Cause what if your blessings come through rain drops
What if Your healing comes through tears
What if a thousand sleepless nights are what it takes to know You're near
What if trials of this life are Your mercies in disguise
In this past few years, I feel like I've grown up a lot. I've seen people ache and hurt in very real ways. I've experienced loss myself. I've watched friends bury their parents and spouses. All of these collective situations have caused my protective "life bubble" to be popped. I no longer live in the world that I did as a kid, where nothing bad could ever happen.
I was asked once by a close friend why she had to experience such terrible things in her childhood, while her friends seemed untouched. This was shortly after she accepted salvation, and she was looking for answers. I didn't have any.

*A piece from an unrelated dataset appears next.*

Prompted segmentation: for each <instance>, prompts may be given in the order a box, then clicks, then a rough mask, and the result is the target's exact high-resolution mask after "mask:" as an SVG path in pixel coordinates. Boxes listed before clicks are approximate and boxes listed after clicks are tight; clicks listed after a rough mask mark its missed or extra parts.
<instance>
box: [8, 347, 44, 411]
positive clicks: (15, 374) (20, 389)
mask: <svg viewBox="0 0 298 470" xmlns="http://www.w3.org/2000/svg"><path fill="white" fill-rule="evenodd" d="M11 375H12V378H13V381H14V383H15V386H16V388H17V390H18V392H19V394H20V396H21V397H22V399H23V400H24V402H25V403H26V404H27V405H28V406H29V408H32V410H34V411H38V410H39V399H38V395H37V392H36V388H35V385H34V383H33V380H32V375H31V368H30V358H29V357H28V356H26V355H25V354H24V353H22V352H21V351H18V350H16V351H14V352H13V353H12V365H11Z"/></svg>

What I've come to realize since that time is that God has purpose. He always has purpose. That doesn't necessarily make everything "fair," but we were never promised fair. What we were promised is that:
In all things, God works for the good of those who love Him, who have been called
according to His purpose.
In the past year, I have seen beautiful, life-affirming things take place out of very dire circumstances. I have seen God's promise of faithfulness come to fruition in many lives. I have seen this "good" that God has promised us. And, it's a reminder that sometimes it takes being drug through the mud to see greater things that lie ahead.
Sometimes it's tragic life events. Sometimes God is simply distant and aloof. Sometimes it is relationship complications. No matter the trial, in the end, He is always faithful.